New-generation vehicles are software-defined and employ simpler architectures. Combined with advances in manufacturing, such as gigacasting, these vehicles are easier to assemble. As a result, adaptive robots can handle more of the automotive manufacturing tasks. At the limit, we can foresee “dark assembly lines,” production spaces filled with robots and largely devoid of humans.

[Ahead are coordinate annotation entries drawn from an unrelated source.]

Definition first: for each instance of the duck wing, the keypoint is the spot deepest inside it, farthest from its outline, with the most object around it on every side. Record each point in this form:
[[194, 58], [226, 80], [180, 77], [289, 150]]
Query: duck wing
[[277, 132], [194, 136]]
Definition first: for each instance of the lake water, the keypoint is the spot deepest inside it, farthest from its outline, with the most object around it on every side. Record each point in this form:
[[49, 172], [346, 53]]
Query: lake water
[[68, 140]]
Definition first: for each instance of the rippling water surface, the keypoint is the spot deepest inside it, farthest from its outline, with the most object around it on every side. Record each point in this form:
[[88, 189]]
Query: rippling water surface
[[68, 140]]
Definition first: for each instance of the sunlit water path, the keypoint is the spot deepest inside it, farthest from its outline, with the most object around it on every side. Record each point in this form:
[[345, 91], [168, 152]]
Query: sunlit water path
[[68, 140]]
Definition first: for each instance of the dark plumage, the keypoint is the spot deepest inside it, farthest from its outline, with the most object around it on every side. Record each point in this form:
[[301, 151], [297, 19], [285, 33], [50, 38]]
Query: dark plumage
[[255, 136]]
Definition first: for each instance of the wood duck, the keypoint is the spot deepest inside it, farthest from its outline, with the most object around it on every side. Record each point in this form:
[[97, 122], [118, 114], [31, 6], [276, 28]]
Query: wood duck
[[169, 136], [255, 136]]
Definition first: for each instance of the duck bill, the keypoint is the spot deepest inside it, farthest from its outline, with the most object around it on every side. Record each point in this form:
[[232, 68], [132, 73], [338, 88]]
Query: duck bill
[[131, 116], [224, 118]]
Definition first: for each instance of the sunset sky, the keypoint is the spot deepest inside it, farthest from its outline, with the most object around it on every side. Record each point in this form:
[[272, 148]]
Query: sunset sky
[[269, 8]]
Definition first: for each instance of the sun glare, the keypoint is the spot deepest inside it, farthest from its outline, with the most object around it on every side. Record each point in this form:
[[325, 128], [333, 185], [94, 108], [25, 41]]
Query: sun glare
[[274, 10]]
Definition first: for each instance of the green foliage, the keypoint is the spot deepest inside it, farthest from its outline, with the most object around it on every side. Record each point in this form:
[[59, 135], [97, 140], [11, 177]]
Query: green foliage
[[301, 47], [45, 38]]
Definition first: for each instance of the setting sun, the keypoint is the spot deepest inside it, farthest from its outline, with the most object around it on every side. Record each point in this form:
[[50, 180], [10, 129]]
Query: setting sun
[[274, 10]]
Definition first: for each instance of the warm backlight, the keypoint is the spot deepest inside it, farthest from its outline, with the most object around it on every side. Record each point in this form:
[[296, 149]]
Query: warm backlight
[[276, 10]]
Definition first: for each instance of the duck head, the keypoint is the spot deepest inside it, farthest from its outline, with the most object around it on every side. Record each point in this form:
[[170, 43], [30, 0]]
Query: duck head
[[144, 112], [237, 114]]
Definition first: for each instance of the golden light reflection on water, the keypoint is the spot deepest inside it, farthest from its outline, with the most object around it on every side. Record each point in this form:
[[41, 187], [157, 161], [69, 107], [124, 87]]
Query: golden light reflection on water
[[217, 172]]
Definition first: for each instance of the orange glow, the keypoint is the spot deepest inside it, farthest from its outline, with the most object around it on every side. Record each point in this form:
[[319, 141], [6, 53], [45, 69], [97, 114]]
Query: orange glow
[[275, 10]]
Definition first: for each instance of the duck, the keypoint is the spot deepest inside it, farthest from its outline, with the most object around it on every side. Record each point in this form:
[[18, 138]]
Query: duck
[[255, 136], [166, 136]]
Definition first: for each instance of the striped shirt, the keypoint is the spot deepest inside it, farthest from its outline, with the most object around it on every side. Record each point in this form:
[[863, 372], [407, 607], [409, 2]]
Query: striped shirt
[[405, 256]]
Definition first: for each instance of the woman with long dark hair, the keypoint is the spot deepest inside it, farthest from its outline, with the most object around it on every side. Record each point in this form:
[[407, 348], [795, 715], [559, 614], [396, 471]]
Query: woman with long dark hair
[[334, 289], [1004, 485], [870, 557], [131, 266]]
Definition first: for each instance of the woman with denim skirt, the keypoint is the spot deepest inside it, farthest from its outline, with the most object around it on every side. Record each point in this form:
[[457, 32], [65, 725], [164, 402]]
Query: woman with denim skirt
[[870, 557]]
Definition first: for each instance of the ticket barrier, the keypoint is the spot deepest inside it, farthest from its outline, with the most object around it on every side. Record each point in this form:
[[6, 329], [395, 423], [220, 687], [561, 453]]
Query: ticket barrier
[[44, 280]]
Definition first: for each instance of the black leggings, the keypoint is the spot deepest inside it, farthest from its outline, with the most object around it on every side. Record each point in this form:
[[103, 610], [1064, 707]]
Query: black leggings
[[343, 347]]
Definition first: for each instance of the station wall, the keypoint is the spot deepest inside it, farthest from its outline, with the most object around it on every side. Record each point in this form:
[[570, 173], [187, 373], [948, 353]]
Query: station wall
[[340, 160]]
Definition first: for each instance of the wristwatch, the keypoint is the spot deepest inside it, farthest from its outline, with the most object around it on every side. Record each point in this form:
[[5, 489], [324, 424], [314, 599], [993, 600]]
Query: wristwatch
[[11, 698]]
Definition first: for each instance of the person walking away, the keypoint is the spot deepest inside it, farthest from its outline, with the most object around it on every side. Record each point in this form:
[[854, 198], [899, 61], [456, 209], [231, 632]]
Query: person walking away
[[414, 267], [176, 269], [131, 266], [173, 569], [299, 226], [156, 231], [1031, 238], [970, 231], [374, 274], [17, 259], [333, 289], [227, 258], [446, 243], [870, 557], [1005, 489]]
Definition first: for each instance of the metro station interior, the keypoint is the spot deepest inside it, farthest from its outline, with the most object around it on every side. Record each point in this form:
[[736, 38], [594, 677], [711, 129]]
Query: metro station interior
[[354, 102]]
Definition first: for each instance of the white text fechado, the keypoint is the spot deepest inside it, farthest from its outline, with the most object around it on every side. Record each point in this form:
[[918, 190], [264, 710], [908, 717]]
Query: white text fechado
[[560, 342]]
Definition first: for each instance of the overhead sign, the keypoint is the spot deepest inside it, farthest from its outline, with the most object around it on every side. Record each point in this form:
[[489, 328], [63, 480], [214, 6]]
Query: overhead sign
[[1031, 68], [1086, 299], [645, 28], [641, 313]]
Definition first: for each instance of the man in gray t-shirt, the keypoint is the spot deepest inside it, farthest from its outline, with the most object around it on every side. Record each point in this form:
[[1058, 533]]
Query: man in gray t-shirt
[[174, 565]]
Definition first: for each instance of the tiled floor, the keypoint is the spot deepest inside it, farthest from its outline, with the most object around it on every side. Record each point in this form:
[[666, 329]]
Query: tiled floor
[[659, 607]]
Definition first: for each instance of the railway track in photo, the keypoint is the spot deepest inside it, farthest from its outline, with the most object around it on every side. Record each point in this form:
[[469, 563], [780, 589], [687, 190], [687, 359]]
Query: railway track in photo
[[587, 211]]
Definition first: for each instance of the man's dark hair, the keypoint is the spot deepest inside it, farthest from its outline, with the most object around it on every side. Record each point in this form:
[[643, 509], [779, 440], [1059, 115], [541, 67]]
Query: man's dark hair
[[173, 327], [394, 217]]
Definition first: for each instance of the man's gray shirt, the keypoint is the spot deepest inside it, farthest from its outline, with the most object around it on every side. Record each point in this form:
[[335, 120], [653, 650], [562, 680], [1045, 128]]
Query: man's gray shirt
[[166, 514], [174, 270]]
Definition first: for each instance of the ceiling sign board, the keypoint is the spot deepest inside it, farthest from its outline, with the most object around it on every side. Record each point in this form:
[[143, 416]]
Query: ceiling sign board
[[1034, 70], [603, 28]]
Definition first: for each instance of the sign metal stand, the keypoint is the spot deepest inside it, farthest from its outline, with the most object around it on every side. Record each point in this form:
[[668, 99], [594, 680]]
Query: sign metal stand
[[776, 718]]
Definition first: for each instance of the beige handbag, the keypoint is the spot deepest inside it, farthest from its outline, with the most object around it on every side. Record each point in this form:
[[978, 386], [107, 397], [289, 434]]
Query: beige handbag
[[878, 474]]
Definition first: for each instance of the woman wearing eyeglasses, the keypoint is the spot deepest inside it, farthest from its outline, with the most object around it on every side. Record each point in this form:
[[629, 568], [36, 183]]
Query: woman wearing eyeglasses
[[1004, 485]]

The U.S. auto industry’s workforce demographics show an aging population. The demographics of the new factories in the U.S. southern and southeastern states are better. However, there is no question that the industry has a demographic problem.
Conclusions
The 21st-century US auto industry bears little resemblance to President Trump’s vision. This is the result of decades of movement toward open trade, competition from foreign manufacturers, the relentless progress of automation, and now AI. The days when factories in Detroit and other Midwestern states relied mostly on manual labor to churn out nearly all of the vehicles sold in the nation are now more than 50 years in the past.
We must move beyond simply acknowledging that jobs will “fade away” and instead proactively prepare employees. The goal of 21st-century leadership must be to
Upskill workers;
Provide a viable transition for those whose roles are impacted by the progress of embodied AI.
Attract people with the appropriate backgrounds to work with the intelligent machines we are developing.
Today, the unfilled openings in the industry are for people with knowledge of advanced manufacturing systems.
Manufacturing is a backbone sector for any economy. To remain globally competitive, the U.S. will need to recapture its manufacturing leadership, including its leadership in automotive manufacturing. But this leadership needs to be built for the 21st century and beyond. And the 21st-century manufacturing is AI-intensive.